空き巣に荒らされた部屋をそのまま放置して生活する人はいませんよね? サイトも同じです。このままでは迷惑メールの発射台にされたり、このサイトを訪れた人の端末を好きに操れるソースコードを埋め込んでしまうリスクがあるのです。このWebサイトの管理者はサイトを攻撃された被害者でありながら、サイトを訪問してくださった人にとっての加害者になる可能性があったのです。

対策1:パスワードを変更

wordpress管理画面、FTP、データベース、レンタルサーバーなどあらゆる場所のID・パスワードが盗まれた可能性が非常に高いです。 二度と侵入されないようにパスワードの変更するよう伝えました。 またwordpress管理画面のIDにadminを使っている場合もリスク高です。当ブログは急いで変更しました。 (2019/4/13 追記:wordpressを卒業しSPA製ブログへ切り替えたため、当ブログはデータベースの脆弱性を突かれる心配がなくなりました。wordpressの管理画面もなくなっているので管理人は安心です。)

対策2:端末のセキュリティは万全に

端末が最初からウイルスに感染しておりその端末で管理画面に出入りしていると攻撃対象になる可能性があります。 ウイルス対策ソフトを入れて常に安全な状態を保ちましょう。複数人で管理しているサイトはリスクが高まります。

対策3:wordpress/テーマ/プラグインは常に最新にしておく

脆弱性を残したまま放置しているとその隙をついて攻撃されるかもしれません。 テーマ/プラグインの開発者さんがアップデートしてくださることで脆弱性が排除されます。 wordpressから飛んでくる更新通知メールに気を配って、こまめに更新しておきましょう。

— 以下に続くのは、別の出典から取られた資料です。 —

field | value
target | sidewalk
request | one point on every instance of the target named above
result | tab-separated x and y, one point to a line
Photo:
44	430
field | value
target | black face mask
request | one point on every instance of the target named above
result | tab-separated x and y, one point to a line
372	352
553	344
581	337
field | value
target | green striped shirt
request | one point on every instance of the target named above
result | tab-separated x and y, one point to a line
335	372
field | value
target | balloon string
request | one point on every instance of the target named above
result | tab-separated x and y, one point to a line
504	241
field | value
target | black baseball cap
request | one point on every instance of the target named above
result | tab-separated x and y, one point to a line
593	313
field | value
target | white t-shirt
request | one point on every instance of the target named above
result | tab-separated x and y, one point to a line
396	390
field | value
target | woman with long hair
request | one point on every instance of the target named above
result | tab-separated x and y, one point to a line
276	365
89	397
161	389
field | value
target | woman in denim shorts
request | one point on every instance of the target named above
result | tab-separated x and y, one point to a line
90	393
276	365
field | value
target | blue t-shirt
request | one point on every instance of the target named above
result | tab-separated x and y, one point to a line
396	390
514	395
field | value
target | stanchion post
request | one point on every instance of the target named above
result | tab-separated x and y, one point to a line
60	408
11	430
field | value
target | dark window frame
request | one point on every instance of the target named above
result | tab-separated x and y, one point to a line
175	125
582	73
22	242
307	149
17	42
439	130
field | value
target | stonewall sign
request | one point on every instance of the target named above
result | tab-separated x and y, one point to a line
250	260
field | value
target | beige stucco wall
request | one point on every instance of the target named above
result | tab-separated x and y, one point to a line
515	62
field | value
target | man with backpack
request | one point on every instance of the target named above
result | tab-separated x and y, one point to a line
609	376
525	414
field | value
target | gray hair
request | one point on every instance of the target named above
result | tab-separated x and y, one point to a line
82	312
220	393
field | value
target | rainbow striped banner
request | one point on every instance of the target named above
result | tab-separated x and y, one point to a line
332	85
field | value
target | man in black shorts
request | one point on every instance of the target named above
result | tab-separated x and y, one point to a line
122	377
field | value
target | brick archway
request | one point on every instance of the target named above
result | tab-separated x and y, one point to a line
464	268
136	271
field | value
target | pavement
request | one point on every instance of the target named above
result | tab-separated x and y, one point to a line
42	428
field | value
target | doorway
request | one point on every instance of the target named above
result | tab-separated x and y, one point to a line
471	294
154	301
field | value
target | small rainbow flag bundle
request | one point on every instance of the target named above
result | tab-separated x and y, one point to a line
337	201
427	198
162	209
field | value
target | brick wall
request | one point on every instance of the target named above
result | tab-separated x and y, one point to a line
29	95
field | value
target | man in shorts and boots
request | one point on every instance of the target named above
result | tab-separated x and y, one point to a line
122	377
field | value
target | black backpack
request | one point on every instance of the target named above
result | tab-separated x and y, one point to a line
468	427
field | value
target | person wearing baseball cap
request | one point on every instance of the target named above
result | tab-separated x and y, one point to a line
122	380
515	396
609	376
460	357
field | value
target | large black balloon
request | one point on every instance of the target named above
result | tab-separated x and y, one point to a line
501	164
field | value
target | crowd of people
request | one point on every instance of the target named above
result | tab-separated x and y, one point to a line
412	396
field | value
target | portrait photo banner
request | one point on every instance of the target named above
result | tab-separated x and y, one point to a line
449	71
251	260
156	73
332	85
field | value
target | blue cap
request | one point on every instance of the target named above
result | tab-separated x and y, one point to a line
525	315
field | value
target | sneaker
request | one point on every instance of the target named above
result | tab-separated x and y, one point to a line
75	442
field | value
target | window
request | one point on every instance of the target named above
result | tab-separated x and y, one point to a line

対策4:ファイルのパーミッション(アクセス権限)を見直す

FTPのお話です。.htaccessファイルを第三者に対して書き込み/実行権限を与えたままにしておくと、サイトを訪れたユーザーを他のサイトに転送する設定に書き換えられてしまう危険性などがあります。 詳細はパーミッションについて / ファイル管理 / マニュアル - レンタルサーバーならロリポップ!を参照して下さい。

まとめ


長文にも関わらずお読みいただきありがとうございました。 なにより私自身がセキュリティに対する認識を見直すきっかけになりました。 今後多くの人の役に立つのなら、と快く記事化を承諾してくれた知り合いに感謝です。 そして良い子は他人のサイトを壊さないように。

※ポンコツ具合は認めますので、今回の対応に関する批判・中傷はご遠慮ください。